Would you let your child pick wild flowers?

24 April 2018 by Roy Preece

Three-quarters of a century ago fields in England were full of wild flowers. I remember as a child walking waist-high in moon flowers and knapweeds with clouds of colourful butterflies and silvery white moths flying up before me. We picked armfuls of cowslips and lady’s-smocks and filled notebooks with collections of pressed flowers.

A few plants, such as chicory, had valuable trace elements for grazing animals; some such as clover were nutritious; most, like buttercups, were useless; a few such as ragwort were poisonous. Now farmers have used fertilisers and sprays to produce fields of pure grass which can support two or three times as many animals. 97 per cent of “flower rich meadows” have been lost, and with them much beauty and interest.


Of course, picking flowers is also harmful, especially to those plants that survive year by year by seeds. Picking wild flowers is disapproved of and often illegal. But now Plant Life has upset many people by recommending children should be encouraged to pick flowers to develop an interest in nature. 
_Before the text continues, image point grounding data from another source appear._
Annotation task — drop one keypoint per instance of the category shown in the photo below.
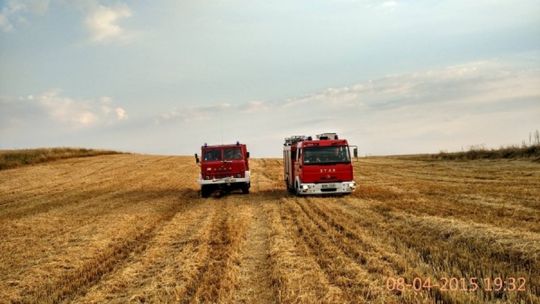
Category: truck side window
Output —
(212, 155)
(232, 154)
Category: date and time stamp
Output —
(472, 284)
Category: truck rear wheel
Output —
(245, 188)
(206, 191)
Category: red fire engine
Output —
(321, 166)
(224, 168)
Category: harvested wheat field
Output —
(132, 228)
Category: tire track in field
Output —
(74, 283)
(340, 270)
(255, 277)
(72, 195)
(146, 277)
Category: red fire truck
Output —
(224, 168)
(320, 166)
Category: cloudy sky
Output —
(165, 76)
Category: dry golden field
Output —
(132, 228)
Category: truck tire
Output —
(245, 188)
(205, 191)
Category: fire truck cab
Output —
(224, 168)
(320, 166)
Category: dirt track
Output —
(122, 228)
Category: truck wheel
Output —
(205, 191)
(245, 188)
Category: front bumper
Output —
(225, 180)
(327, 188)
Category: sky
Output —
(166, 76)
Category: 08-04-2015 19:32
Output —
(471, 284)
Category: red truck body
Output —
(224, 167)
(321, 166)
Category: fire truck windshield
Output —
(326, 155)
(232, 154)
(212, 155)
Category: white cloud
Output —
(102, 22)
(11, 13)
(425, 111)
(120, 113)
(53, 107)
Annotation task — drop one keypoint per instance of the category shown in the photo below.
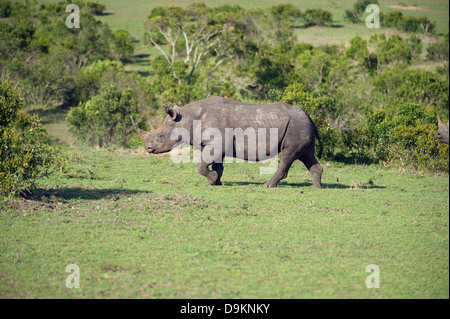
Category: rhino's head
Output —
(158, 140)
(442, 132)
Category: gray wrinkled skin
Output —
(442, 132)
(296, 134)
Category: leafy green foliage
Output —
(26, 154)
(409, 138)
(45, 58)
(104, 120)
(396, 19)
(359, 7)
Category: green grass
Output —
(142, 226)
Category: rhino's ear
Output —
(173, 112)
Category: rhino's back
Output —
(222, 113)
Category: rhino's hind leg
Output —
(314, 168)
(214, 175)
(282, 170)
(218, 167)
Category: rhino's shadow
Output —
(68, 193)
(307, 184)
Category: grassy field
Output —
(141, 226)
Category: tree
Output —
(193, 33)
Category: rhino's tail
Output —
(316, 133)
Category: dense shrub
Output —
(396, 19)
(26, 154)
(408, 139)
(318, 17)
(359, 8)
(104, 120)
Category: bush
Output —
(317, 17)
(408, 139)
(104, 120)
(26, 154)
(5, 9)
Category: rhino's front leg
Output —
(212, 176)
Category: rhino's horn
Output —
(141, 133)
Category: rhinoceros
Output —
(293, 135)
(442, 132)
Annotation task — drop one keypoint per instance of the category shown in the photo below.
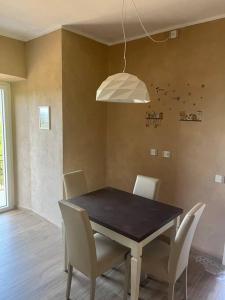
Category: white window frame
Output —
(8, 147)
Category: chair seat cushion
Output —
(109, 253)
(155, 260)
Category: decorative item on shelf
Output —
(153, 118)
(194, 117)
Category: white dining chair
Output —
(167, 264)
(74, 184)
(147, 187)
(90, 254)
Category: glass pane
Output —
(3, 198)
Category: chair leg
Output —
(185, 296)
(171, 291)
(92, 290)
(127, 277)
(69, 279)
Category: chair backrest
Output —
(79, 238)
(147, 187)
(179, 255)
(74, 184)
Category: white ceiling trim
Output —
(89, 36)
(166, 29)
(102, 41)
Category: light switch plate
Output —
(219, 179)
(166, 154)
(153, 152)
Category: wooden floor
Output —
(31, 267)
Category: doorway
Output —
(6, 161)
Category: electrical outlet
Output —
(153, 152)
(166, 154)
(173, 34)
(219, 179)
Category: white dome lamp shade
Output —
(123, 88)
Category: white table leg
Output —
(65, 248)
(135, 274)
(174, 230)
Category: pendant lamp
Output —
(124, 87)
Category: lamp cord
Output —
(124, 34)
(144, 29)
(123, 17)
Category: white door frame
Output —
(8, 146)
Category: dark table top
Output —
(130, 215)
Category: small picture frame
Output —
(44, 117)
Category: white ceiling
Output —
(101, 19)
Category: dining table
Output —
(130, 220)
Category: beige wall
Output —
(197, 57)
(12, 59)
(84, 64)
(38, 153)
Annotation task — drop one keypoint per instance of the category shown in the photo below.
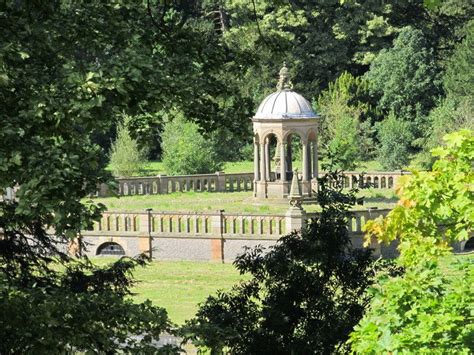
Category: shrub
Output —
(305, 295)
(427, 309)
(126, 159)
(342, 112)
(185, 150)
(395, 138)
(405, 77)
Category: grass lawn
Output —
(241, 202)
(156, 167)
(179, 286)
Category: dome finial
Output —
(284, 82)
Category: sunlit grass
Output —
(179, 286)
(156, 167)
(238, 202)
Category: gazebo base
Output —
(279, 189)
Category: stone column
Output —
(267, 160)
(283, 162)
(220, 182)
(315, 159)
(262, 162)
(217, 241)
(289, 154)
(305, 161)
(256, 171)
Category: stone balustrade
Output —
(164, 184)
(215, 236)
(222, 182)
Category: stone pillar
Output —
(267, 160)
(295, 219)
(256, 175)
(217, 241)
(315, 159)
(220, 182)
(144, 228)
(163, 184)
(262, 162)
(289, 154)
(283, 162)
(305, 162)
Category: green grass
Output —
(179, 286)
(239, 202)
(156, 167)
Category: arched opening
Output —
(294, 154)
(469, 246)
(274, 161)
(110, 248)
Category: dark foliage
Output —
(52, 303)
(305, 295)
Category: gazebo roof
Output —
(284, 103)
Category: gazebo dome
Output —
(284, 103)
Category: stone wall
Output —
(217, 236)
(222, 182)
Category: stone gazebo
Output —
(281, 116)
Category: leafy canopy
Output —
(305, 294)
(427, 307)
(185, 150)
(126, 158)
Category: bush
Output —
(427, 309)
(405, 77)
(395, 137)
(342, 112)
(126, 159)
(185, 150)
(305, 295)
Bee keepers think the flowers should be left for the bees! Farming is certainly the main reason for the loss of wild flowers, but now they have become so rare perhaps picking will be the final straw. The Chinese have a proverb: “Drawing flowers indoors is not as good as being on a horse and looking at flowers outdoors; sitting on a horse and looking at flowers is not as good as getting down from the horse and planting flowers,” (Horses in Our Life). What do you think?